A good sport, who attended the same London prep school as Jack Whitehall, Tom Hardy and Louis Theroux, Pattinson says he wasn’t squeamish at shooting in the jungle despite being ‘covered’ in sand fleas and pouring with sweat thanks to the authentic woollen suits.

‘There were caimans [like crocodiles] in the river and me and Charlie [Hunnam, his co-star] were swimming around them,’ he says. ‘One of the crew got bitten in the face by an arbor viper. The props master went straight in, sucked the venom and spat it out — he had no idea what he was doing, he’d just finished on EastEnders, but the guy was fine. There were so many dangerous creatures everywhere in the jungle, you don’t worry. But when I’d come back to my hotel, I’d see one ant in my room and I’d freak out!’

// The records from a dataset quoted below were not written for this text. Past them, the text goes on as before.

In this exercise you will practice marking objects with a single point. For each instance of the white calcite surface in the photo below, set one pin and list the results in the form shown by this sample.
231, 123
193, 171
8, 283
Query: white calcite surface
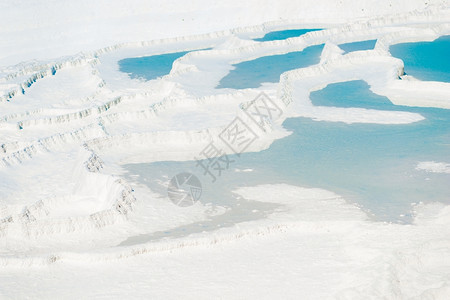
69, 119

Hunnam takes the lead in Lost City Of Z, with Pattinson his loyal aide-de-camp. Pattinson was also wingman in Life, with Dane DeHaan taking the limelight as James Dean.

‘You can play things more eccentrically if you are on the sideline,’ he explains. ‘You don’t have the responsibility to drive the central story forward, so you can do more flourishes and experiment.’

As all is going swimmingly, I edge nearer the personal. Pattinson was never a gusher about his private life, even before his Twilight co-star Kristen Stewart cheated on him, sparking global headlines. He’s dated singer FKA Twigs since 2014 and they are engaged. So is he more romantic than cynic?

‘Um, kind of… I like the idea that there are special things in the world. So I guess I am romantic in that way,’ he offers.

Are his unusual fashion choices (a ‘gorilla’ overcoat and reverse-zipped crop top) a diversionary tactic to distract press from his private life?

‘That would be a cunning parlay!’ he boggles, as I absorb his use of the word ‘parlay’. ‘That red carpet in Berlin [where he rocked the overcoat] was one of the more terrifying experiences I have had recently, just because I wanted to wear something different. When you live any sort of public life, it is impossible to know which way is right to do anything. The only thing I want to do is get the jobs I really want. And not to go crazy.’

The Lost City Of Z is out March 24

Rob on... 

...starving himself for The Lost City Of Z

‘Charlie [Hunnam] was extremely militant so I couldn’t slip off my starvation diet – we were in the same hotel and he stayed in character all the time.

There was this chocolate brownie on the menu and I kept thinking: “When I finish I will eat that and it will be amazing.” I did, and it was one of the most horrible experiences because my body rejected it.’ 

...his loyal Twihard following

‘It is nice knowing there are people who are watching my progression and that they found you in one thing and stay with you. It’s sweet because my jobs are going to get weirder. This year I have tried to accelerate that road to weirdness.’ .

..his music

‘I don’t play that much any more, though I am doing music for a movie I’m in with the Zellner brothers called Damsel. I used to differentiate between music and acting but the more I don’t play music, the more I push that area of my brain into acting.I improvise like I would when I play music.’